Казна Наполеона | страница 28
— У меня к вам одно важное дело, — ответил я, извлекая из кармана печать. Дорофея Владимировна сослалась на хозяйственные дела и оставила нас одних.
Евграф Петрович внимательнейшим образом рассмотрел печать с символичнским изображением.
— Дикий камень, — произнес он задумчиво. — Душа человеческая, — генерал помолчал немного, а затем спросил:
— Так что же, mon cher, привело вас ко мне? Какое неотложное дело?
И тогда я рассказал Бибикову, чем занимаюсь. Он с пристальным вниманием выслушал мою историю и поинтересовался:
— А я-то чем помочь могу?
— Представьте меня гувернантке Харите, — попросил я. — Покойная Картышева, говорят, с ней близка была.
— Вы считаете, что она могла быть причастна к делу? -ужаснулся генерал. Я прочел в его узких серых глазах страх за детей.
Я поспешил его успокоить:
— Ничего определенного я пока сказать не могу — осторожничал я. — Но, думаю, — нет. Просто Харита Никифоровна могла бы пролить свет на некоторые неясные вопросы, — это я, конечно, слегка преувеличил, на данный момент практически все вопросы оставались неясными.
Евграф Петрович крикнул того же лакея из прошлого столетия, приказав ему отвести меня в детскую, где царствовала гувернантка.
Стены комнаты, обитые тонкой нежно-розовой материей, в солнечном свете, льющемся из раскрытого окна, отливали золотом. Над пустым камином, временно осиротевшим до грядущей зимы, величественно красовались два семейных портрета в массивных бронзовых рамах. С одного, насупив брови, нежно-голубыми глазами смотрел пожилой господин с напудренными волосами в темно-синем поколенном кюлоте. С другого улыбалась русоволосая красавица в муаровом платье с глубоким вырезом, отделанном мехом.
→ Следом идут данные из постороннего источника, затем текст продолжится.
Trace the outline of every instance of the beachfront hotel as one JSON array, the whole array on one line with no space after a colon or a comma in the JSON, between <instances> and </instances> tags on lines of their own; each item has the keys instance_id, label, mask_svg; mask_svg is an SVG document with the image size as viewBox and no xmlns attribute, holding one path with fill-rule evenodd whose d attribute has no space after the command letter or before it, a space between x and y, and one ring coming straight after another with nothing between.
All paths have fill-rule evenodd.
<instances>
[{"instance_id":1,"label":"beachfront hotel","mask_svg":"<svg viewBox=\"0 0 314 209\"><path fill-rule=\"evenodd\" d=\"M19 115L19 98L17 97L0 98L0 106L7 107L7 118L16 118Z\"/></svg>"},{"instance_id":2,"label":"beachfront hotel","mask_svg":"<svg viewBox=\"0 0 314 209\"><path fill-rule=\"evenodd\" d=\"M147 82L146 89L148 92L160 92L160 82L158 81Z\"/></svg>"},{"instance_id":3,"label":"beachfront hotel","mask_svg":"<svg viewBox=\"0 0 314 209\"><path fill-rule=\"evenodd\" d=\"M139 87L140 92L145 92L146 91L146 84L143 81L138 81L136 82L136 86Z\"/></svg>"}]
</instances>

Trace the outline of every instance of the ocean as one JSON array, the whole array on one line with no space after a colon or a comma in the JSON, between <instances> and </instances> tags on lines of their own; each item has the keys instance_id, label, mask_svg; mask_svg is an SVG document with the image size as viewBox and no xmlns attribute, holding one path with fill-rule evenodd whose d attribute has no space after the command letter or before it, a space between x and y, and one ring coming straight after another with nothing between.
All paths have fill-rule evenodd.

На низком овальном столике красного дерева стоял красивый бронзовый светильник, рядом лежали заточенные гусиные перья, стоял пюпитр.
У стены расположились две детские кровати, над которыми крепился полог. В центре полукругом стояли несколько кресел, обитых изурудно-зеленым штофом. Над столиком и по бокам от камина висели полки, до верху набитые книгами. В углу примостился комод того же красного дерева, на нем восседала фарфоровая златокудрая кукла с нарисованными глазами. По моим подозрениям, вместительные ящики его скрывали горы детских игрушек.
У трюмо прихорашивалась миловидная девушка в белом батистовом платье с античной камеей, приколотой на корсаже. Не успел я появиться в комнате, как ее живые, по-детски лучистые глаза остановились на моем отражении. Она резво обернулась, передернув хрупкими плечиками и отогнав от себя наваждение зазеркалья.